Tuesday 26 July 2011

Imposition of planning laws on land drainage ‘bureaucracy gone mad’

FARMERS say the imposition of planning laws on the draining of land is "bureaucracy gone mad" and an assault on property rights.

Irish Cattle and Sheep Farmers’ Association (ICSA) president Gabriel Gilmartin said farmers will have to shelve their land improvement projects due to the new draconian measures.

Following a court ruling by the European Court of Justice, any drainage works will now have to conform to statutory instruments requiring either planning permission from a local authority or a consent from the Department of Agriculture, Food and the Marine, and with the potential for an Environmental Impact Assessment.

Environment Minister Phil Hogan said that the Oireachtas has no choice but to adopt planning regulations which will reduce the exemption threshold for the drainage of wetlands from the old 20-hectare limit down to one-tenth of a hectare.

Furthermore, the threshold for a mandatory environmental impact assessment (EIA) of drainage of wetlands will be reduced from 20 to two hectares. This will impact most upon farmers with wetlands including Shannon Callows, turloughs, swamps and marshes, floodplains and cliffs.

Mr Gilmartin said: "For some time now, farmers have had to put up with Big Brother watching them, but it’s now got to the stage that Big Brother wants more, including the right to interfere and frustrate progressive farming.
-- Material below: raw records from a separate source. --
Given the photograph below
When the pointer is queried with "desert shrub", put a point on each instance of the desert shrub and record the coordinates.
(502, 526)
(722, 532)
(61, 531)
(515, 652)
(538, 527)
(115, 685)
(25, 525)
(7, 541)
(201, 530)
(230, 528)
"Many farmers will be asking where does it all stop? There seems to be no end to the ever-increasing bureaucratic nonsense and interference, all originating from Brussels but implemented with gusto by our own bureaucrats," he said.

"It also opens up the appalling vista of An Taisce and other assorted serial objectors intervening in normal farming operations on land that they don’t own and in farming decisions for which they have no economic responsibility or liability."
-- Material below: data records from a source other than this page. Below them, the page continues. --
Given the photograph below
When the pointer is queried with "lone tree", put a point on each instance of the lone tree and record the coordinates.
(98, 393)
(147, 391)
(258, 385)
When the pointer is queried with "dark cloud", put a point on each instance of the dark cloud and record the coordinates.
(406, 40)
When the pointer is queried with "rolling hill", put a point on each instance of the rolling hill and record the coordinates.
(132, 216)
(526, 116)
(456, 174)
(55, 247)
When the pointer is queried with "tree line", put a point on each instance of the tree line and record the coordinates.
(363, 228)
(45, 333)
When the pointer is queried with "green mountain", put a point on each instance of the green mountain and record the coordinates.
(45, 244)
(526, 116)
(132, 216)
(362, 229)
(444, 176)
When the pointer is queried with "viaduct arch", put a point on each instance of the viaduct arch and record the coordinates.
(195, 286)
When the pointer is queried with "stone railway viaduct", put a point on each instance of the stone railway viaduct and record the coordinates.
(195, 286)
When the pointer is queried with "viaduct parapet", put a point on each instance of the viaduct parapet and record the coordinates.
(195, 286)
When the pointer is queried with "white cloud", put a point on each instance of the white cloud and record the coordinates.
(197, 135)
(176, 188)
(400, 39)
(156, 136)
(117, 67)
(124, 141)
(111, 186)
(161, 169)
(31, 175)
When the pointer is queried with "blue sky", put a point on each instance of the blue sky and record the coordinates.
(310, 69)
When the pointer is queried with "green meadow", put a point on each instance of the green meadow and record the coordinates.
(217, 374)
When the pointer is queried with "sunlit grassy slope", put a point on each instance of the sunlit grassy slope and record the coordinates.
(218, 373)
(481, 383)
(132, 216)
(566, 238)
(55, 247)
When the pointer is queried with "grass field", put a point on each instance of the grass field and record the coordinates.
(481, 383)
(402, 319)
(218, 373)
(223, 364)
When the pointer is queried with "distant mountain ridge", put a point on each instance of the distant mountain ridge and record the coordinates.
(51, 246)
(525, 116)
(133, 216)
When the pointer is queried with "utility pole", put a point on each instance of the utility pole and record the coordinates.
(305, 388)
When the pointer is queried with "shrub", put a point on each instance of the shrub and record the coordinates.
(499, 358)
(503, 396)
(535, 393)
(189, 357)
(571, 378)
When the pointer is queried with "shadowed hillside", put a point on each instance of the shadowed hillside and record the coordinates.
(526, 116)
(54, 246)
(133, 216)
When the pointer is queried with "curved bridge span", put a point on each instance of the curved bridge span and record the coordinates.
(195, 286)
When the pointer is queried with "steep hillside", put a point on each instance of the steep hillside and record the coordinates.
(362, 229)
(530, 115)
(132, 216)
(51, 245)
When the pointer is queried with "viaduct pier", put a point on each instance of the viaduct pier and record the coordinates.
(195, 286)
Outside of a list of wetland types, the requirement will be for an official consent from the Department of Agriculture before farmers can undertake all types of land improvement and reclamation.

Included in this list are the removal of field boundaries, the re-contouring of land by infill, the use of uncultivated land or semi-natural areas for intensive agriculture and drainage and irrigation.
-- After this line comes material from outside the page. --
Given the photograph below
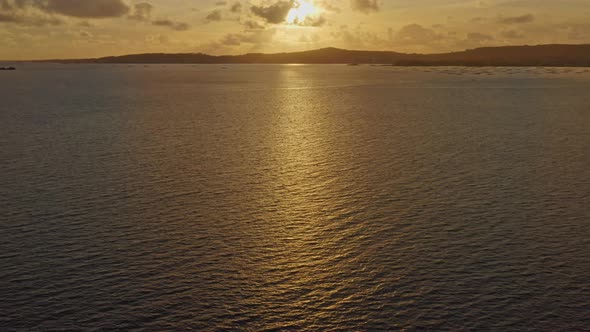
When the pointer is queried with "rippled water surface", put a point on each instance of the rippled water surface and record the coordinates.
(321, 198)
There is also the possibility that an EIA will be required in these cases, where the amount of land concerned is above a certain threshold.

The IFA, ICMSA and other farm groups have all criticised this EU directive as a retrograde move which is punishing Irish farming despite its enviable environmental record, including planting 10,000km of new hedgerows, building over 3,000km of stonewalls, planting one million broadleaf native trees and recycling 20,000 tonnes of plastic in 2010 alone.